Michael Chiklis:       No one had expectations, right. And that’s often a great formula when people go into things for all the right reasons, just to do great. I loved the piece and I just thought this is the best cop show I’ve ever read. It was the best pilot I had ever read up to that time. I want to be involved with great material and the fact of the matter is at that time in my career, if that was at any other major network, they wouldn’t have read me. They wouldn’t have seen me for it because everybody at the networks had it in their minds “This is who Chiki is and he’ll fit into this little box here,” and I get it. I understand that. I’ve even walked a mile in their shoes and thought, “Well, if I’m a guy and I’m sitting here with 250 million dollars worth of production sitting in front of me I think in terms of puzzle pieces, where it fits in here and what fits in here,” and the more streamlined you make that process the easier it is on your brain. You’re not exactly going to be thinking about whether or not Michael Chiklis can reinvent himself or not. So I understand that. So it became incumbent upon me to reinvent myself and the only way to do that was to do what I needed to do physically, emotionally, mentally and then go out and get it.
Every now and then I find myself re-watching “The Shield” finale. It’s one of the all time just great last episodes of anything and there are two scenes that you have in there. One is Vic in interrogation when Claudette lays out the photos of Shane and his family and the other is the end and both of them are basically silent. It’s just you reacting.
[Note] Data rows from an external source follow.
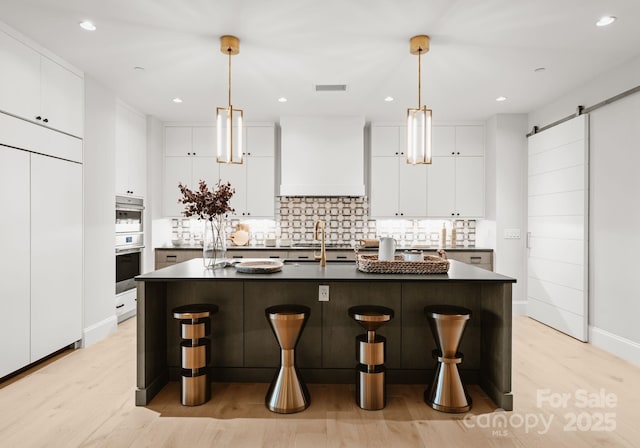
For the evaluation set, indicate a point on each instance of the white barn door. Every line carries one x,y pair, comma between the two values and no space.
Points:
557,241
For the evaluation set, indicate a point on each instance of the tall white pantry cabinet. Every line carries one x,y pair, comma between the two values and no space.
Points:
40,203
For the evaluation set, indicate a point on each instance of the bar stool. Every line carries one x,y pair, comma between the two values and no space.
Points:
195,322
370,353
287,393
447,393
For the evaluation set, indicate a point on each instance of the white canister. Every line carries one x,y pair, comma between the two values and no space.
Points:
387,249
412,255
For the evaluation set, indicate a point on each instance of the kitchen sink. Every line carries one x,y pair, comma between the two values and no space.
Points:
317,245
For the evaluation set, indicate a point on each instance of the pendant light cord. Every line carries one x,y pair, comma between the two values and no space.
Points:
229,52
419,77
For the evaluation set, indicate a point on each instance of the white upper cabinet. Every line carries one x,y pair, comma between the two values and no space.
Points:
62,98
178,141
181,141
38,89
203,141
254,179
452,186
397,188
385,141
456,185
470,141
188,171
19,78
131,150
260,141
443,140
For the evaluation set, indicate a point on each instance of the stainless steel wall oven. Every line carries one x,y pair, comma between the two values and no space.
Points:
129,241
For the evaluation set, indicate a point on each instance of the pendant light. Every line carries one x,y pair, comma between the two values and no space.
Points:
229,120
419,120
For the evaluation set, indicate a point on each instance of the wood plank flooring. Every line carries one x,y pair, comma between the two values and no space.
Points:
85,398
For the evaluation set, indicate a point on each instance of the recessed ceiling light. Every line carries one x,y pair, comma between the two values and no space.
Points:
606,20
87,25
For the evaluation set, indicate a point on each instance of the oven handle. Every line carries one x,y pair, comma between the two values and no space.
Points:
129,208
129,250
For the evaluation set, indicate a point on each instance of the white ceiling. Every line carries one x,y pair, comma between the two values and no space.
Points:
480,49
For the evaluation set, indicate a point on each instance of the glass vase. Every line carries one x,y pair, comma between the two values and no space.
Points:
214,246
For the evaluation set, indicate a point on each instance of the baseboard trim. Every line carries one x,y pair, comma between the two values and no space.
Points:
519,308
99,331
617,345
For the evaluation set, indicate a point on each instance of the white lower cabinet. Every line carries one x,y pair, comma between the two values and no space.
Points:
41,287
56,254
14,266
126,304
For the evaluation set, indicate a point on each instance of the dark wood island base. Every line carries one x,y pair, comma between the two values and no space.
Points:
244,347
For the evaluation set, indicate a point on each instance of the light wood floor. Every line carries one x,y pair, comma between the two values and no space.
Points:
85,398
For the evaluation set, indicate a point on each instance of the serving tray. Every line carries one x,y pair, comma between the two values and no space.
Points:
259,266
428,265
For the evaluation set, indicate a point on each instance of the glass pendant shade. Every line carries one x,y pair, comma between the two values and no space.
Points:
419,135
229,132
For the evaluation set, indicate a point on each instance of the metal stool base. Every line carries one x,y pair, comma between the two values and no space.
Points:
371,388
287,393
195,390
447,393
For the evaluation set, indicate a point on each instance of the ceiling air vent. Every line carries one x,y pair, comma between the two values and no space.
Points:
331,87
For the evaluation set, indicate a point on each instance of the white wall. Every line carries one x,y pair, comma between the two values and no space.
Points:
505,162
99,192
158,233
614,217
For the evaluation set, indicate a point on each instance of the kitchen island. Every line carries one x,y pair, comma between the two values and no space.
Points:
244,348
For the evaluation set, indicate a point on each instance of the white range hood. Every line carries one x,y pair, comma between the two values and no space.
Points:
322,156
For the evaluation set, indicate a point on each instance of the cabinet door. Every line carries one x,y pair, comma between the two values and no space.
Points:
260,141
204,141
443,140
412,191
384,186
260,187
470,140
236,174
62,98
385,141
56,254
441,187
206,169
19,78
131,148
470,186
178,141
176,170
15,264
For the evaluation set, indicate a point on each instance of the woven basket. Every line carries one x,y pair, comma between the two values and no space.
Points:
429,265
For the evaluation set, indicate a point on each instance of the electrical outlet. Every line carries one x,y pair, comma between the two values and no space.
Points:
511,234
323,293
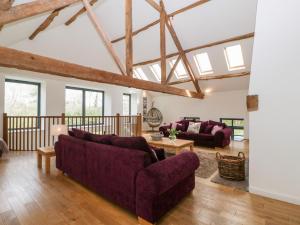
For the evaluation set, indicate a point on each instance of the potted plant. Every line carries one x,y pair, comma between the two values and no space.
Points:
173,132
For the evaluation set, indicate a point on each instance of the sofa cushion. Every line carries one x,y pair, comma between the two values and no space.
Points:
102,139
208,129
203,126
138,143
211,122
215,129
80,133
194,127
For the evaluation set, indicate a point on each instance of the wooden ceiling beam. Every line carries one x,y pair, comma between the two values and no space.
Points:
33,8
189,7
237,38
103,36
5,4
80,12
46,22
128,42
12,58
181,52
213,77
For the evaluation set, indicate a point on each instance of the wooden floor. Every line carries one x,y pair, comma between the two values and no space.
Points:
28,196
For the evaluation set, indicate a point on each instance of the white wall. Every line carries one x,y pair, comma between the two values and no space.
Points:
274,128
215,106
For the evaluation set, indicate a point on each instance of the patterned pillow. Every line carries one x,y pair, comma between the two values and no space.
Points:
194,127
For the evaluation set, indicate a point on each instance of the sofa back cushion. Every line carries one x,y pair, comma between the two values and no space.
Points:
101,139
138,143
80,133
211,122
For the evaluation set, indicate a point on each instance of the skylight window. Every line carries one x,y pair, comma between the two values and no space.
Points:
180,71
155,68
234,57
139,74
203,63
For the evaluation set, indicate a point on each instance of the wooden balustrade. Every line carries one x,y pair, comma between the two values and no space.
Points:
27,133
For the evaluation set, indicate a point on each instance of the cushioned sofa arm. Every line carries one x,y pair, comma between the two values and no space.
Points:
155,182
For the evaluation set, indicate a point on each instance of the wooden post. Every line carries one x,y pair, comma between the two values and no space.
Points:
139,126
5,127
163,62
63,118
118,124
128,38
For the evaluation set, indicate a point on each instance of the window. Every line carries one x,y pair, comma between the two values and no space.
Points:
237,126
22,98
234,57
156,71
203,63
84,102
180,71
139,74
126,104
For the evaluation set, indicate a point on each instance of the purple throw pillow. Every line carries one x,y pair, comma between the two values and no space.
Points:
102,139
208,129
80,133
138,143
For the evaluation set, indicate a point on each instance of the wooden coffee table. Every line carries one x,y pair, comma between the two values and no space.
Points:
176,145
47,152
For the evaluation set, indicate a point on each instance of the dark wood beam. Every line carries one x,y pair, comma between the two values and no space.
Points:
46,22
5,5
31,9
80,12
12,58
103,36
212,77
128,42
237,38
189,7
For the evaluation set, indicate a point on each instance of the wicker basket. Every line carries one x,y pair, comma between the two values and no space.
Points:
231,167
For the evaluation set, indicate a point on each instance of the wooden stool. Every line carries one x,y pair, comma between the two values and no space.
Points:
48,152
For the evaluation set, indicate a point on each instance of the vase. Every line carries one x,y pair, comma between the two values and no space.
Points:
172,137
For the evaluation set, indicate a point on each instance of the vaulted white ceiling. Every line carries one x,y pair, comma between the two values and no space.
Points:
79,43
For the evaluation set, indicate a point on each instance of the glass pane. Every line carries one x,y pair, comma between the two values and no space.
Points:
227,122
234,57
21,99
74,102
126,105
93,103
238,132
238,123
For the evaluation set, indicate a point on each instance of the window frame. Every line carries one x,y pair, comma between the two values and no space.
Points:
126,94
29,83
198,64
179,77
84,90
233,68
235,127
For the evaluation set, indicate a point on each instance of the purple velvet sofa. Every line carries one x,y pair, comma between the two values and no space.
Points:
128,176
204,138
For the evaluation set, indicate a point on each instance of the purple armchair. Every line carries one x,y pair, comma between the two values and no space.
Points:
127,176
221,138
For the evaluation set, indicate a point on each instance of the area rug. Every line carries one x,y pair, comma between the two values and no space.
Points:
208,164
241,185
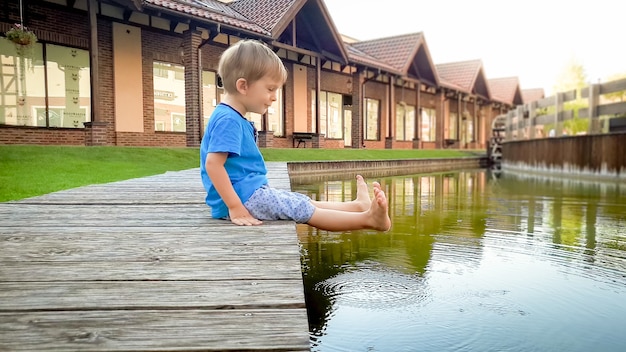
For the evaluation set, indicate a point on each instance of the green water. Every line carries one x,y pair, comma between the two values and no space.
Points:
473,262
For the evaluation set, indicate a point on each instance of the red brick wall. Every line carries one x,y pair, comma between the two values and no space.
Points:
49,24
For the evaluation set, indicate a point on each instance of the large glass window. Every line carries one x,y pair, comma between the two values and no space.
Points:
169,97
331,121
429,125
64,72
371,117
452,128
405,122
274,116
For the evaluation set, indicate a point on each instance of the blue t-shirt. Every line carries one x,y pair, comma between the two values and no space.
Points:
229,132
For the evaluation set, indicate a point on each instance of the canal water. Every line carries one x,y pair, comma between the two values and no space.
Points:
473,262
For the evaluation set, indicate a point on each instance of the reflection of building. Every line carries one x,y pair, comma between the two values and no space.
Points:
154,82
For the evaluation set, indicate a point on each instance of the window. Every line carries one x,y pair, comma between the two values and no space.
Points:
452,128
370,124
169,97
274,116
405,122
209,95
64,73
429,125
331,120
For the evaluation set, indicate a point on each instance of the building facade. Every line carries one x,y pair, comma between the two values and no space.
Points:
143,73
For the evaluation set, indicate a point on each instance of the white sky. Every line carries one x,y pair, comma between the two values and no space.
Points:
532,39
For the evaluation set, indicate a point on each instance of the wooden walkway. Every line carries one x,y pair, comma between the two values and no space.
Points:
139,265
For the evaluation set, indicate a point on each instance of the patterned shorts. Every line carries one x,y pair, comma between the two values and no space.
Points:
267,203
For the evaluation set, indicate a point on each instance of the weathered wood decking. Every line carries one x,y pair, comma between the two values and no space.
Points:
139,265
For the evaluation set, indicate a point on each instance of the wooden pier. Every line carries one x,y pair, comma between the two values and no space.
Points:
139,265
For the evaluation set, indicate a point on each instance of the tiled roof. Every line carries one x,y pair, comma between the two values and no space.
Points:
266,13
359,57
504,89
397,51
533,94
212,10
459,75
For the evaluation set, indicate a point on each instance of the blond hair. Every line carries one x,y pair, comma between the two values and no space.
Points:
250,60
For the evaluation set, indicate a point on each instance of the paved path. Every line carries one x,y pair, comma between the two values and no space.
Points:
139,265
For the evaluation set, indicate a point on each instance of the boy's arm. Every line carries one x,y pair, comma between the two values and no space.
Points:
239,215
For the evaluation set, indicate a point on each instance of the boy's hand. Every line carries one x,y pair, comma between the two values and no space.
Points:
241,216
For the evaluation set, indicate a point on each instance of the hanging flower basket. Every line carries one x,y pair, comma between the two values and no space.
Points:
20,35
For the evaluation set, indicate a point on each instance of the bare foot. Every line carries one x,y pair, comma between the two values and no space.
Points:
379,210
362,194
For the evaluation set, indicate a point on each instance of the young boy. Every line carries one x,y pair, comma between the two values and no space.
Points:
233,170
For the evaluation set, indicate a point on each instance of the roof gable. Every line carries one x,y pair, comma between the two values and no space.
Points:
506,90
211,10
407,53
265,13
532,94
466,76
306,21
359,57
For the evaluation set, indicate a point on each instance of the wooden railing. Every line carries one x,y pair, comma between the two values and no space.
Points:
546,117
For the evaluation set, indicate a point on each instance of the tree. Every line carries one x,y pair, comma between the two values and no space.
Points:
616,96
573,77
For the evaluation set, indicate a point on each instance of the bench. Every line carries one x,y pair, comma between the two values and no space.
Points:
301,138
617,124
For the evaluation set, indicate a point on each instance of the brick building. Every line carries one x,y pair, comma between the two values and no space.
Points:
143,73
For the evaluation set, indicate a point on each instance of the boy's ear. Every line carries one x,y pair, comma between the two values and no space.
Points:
242,85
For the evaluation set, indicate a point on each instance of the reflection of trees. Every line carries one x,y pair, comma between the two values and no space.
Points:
421,207
451,208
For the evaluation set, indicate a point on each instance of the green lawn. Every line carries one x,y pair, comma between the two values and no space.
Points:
27,171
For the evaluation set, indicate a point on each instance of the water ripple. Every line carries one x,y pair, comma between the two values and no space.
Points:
373,288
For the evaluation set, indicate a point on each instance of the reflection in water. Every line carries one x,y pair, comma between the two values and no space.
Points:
473,262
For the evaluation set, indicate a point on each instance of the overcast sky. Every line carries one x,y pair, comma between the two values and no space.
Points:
532,39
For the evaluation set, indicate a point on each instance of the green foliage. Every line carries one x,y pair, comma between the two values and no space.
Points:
29,171
616,96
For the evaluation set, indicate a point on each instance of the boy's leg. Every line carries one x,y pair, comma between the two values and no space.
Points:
376,217
362,201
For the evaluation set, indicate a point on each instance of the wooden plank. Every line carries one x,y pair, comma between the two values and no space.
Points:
125,248
140,265
163,270
156,330
106,295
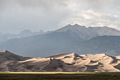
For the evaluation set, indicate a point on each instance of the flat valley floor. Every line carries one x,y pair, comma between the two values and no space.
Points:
59,76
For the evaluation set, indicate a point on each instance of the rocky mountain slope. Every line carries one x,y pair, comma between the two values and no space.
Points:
68,62
71,38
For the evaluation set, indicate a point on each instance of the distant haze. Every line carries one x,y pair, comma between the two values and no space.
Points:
17,15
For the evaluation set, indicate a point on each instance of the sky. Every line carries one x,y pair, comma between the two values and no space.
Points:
36,15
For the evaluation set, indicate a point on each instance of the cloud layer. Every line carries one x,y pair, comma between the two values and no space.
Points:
16,15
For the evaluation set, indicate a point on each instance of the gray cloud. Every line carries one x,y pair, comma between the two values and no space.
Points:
16,15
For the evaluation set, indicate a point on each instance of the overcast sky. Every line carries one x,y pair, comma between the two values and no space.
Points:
17,15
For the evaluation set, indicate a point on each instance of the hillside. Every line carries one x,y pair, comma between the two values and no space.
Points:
71,38
66,62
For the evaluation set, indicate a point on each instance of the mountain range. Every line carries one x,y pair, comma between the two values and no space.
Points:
71,38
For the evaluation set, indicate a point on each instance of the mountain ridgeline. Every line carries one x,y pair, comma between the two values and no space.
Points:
71,38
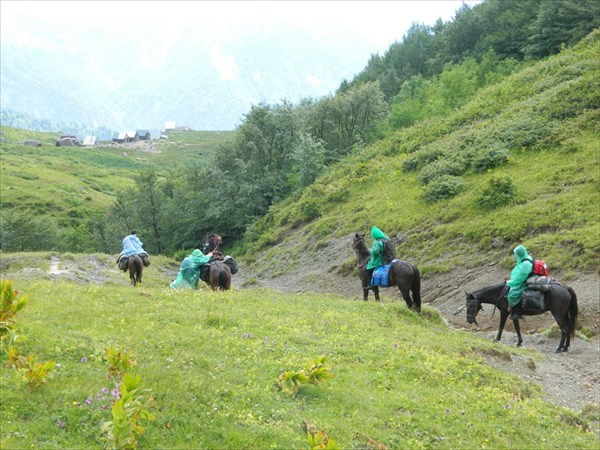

What do you remember of playing those two scenes?
 
Michael Chiklis:       We were great believers in “pace, pace, pace, pace and then land,” so that you earn those moments where you land. And we weren’t afraid to let long moments go by of silence, of just living. I worked on the show for seven years and I remember from the character’s perspective, letting all of these memories flood through my head, and the way they affected me. In all honesty I did not realize, like in the second to last episode during the interrogation –
The pause before he confesses.
Michael Chiklis:       I did not know that that was that long. I didn’t realize that that was some 40 seconds or something. I didn’t know. It seemed like nothing in terms of time. I was just in the middle of it. You know what I mean. So I also felt tremendous gratitude to be able to do that kind of work.
I think a little earlier this year we reached the three year anniversary of the finale, which would be when Vic’s contract with ICE would have been up and people started on Twitter asking, “What is Vic up to?” Is that something you ever think about?
 
Michael Chiklis:       Yeah, t’s the single most asked question in my life: “When are we going to see Vic? What’s the deal? is there a possibility of a movie?” And look, I wanted to shut everybody up. I want to just tell them it’s not in my control. We’ve discussed a movie. There are a lot of factors that go into it. I don’t know that it will ever happen. If it were the right set of circumstances I would love to play Vic Mackey again, but right now Shawn is embroiled in a new series and I’m embroiled in this new series and this comes from a lot of different challenges. The one thing about doing a show on cable is you have the freedom and the latitude to do things that you can’t do on network television, but I believe that there is a way of making great network television that’s powerful and has the ability to tell great stories, and this gentleman has great stories.